17/09/2018
In der heutigen komplexen IT-Landschaft ist die effiziente Verwaltung und Überwachung von Systemen von entscheidender Bedeutung. Oft stößt man dabei auf den Begriff 'BMC'. Doch was genau verbirbt sich dahinter? Es gibt tatsächlich zwei Hauptbedeutungen, die eng miteinander verbunden sind, aber unterschiedliche Aspekte abdecken: den Baseboard Management Controller als Hardware-Komponente und die Softwareprodukte des Unternehmens BMC Software Inc. Beide spielen eine wichtige Rolle in der Welt des IT-Managements und haben spezifische Anwendungsbereiche.

Ein Baseboard Management Controller (BMC) ist im Wesentlichen ein spezialisierter Service-Prozessor. Seine Hauptaufgabe ist die Fernüberwachung des physischen Zustands eines Host-Systems. Solche Host-Systeme können vielfältig sein, darunter Computer, Netzwerkserver oder andere Hardware-Geräte. Der BMC ist speziell für die Fernüberwachung und -verwaltung konzipiert. Er arbeitet unabhängig vom Hauptbetriebssystem des Host-Systems und nutzt eine eigene Verbindung, um mit dem Systemadministrator (Sysadmin) zu kommunizieren.

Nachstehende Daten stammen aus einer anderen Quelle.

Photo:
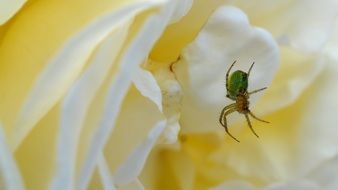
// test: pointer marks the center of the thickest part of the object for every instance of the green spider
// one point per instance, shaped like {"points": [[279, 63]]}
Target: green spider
{"points": [[237, 90]]}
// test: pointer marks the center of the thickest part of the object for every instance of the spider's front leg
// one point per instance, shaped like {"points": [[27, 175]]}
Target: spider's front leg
{"points": [[224, 110], [231, 108]]}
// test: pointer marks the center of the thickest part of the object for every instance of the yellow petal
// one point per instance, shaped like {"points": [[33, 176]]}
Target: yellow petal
{"points": [[8, 8]]}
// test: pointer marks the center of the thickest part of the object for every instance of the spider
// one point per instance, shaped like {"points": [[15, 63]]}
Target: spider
{"points": [[237, 90]]}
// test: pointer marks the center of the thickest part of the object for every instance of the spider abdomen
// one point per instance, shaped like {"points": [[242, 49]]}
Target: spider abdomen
{"points": [[238, 84]]}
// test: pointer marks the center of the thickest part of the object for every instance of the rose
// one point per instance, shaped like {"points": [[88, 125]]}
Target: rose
{"points": [[171, 108]]}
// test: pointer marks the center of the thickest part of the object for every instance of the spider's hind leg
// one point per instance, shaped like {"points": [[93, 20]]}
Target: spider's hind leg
{"points": [[250, 126]]}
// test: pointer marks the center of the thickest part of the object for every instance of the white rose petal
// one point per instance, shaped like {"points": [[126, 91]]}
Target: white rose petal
{"points": [[307, 24], [50, 87], [147, 85], [137, 52], [76, 104], [238, 185], [8, 168], [132, 167]]}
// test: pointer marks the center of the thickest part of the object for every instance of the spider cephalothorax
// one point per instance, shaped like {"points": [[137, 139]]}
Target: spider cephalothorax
{"points": [[237, 90]]}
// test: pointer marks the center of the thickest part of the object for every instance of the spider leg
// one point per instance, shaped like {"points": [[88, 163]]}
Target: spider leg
{"points": [[258, 90], [224, 109], [227, 75], [249, 123], [250, 69], [225, 123], [252, 115]]}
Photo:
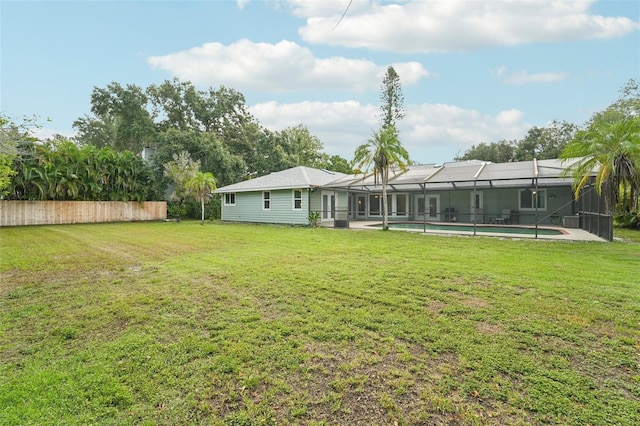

Der BMC sammelt Daten von verschiedenen Sensoren, die im Host-System verbaut sind. Diese Sensoren erfassen eine Reihe wichtiger physikalischer Variablen. Dazu gehören beispielsweise die Temperatur im Inneren des Gehäuses, die Luftfeuchtigkeit, die Spannung der Stromversorgung, die Drehzahlen der Lüfter, bestimmte Kommunikationsparameter und sogar Funktionen des Betriebssystems. Das Besondere am BMC ist seine Fähigkeit, diese Werte kontinuierlich zu überwachen und zu überprüfen, ob sie innerhalb vorgegebener Grenzen liegen.
Sollte eine dieser Variablen außerhalb der definierten Grenzwerte geraten, löst der BMC eine Benachrichtigung aus. Diese Benachrichtigung wird an den Administrator gesendet, der dann aus der Ferne Korrekturmaßnahmen ergreifen kann. Dies ist ein entscheidender Vorteil, da der Administrator nicht physisch vor Ort sein muss. Zu den möglichen Fernaktionen gehört beispielsweise das Ein- und Ausschalten oder das Neustarten des überwachten Geräts. Diese Fähigkeit zur Fernverwaltung ermöglicht es einem einzelnen Administrator, eine große Anzahl von Servern und anderen Geräten gleichzeitig und effizient zu verwalten. Dies führt zu einer Reduzierung der Betriebskosten für das Netzwerk und trägt maßgeblich zur Gewährleistung seiner Zuverlässigkeit bei.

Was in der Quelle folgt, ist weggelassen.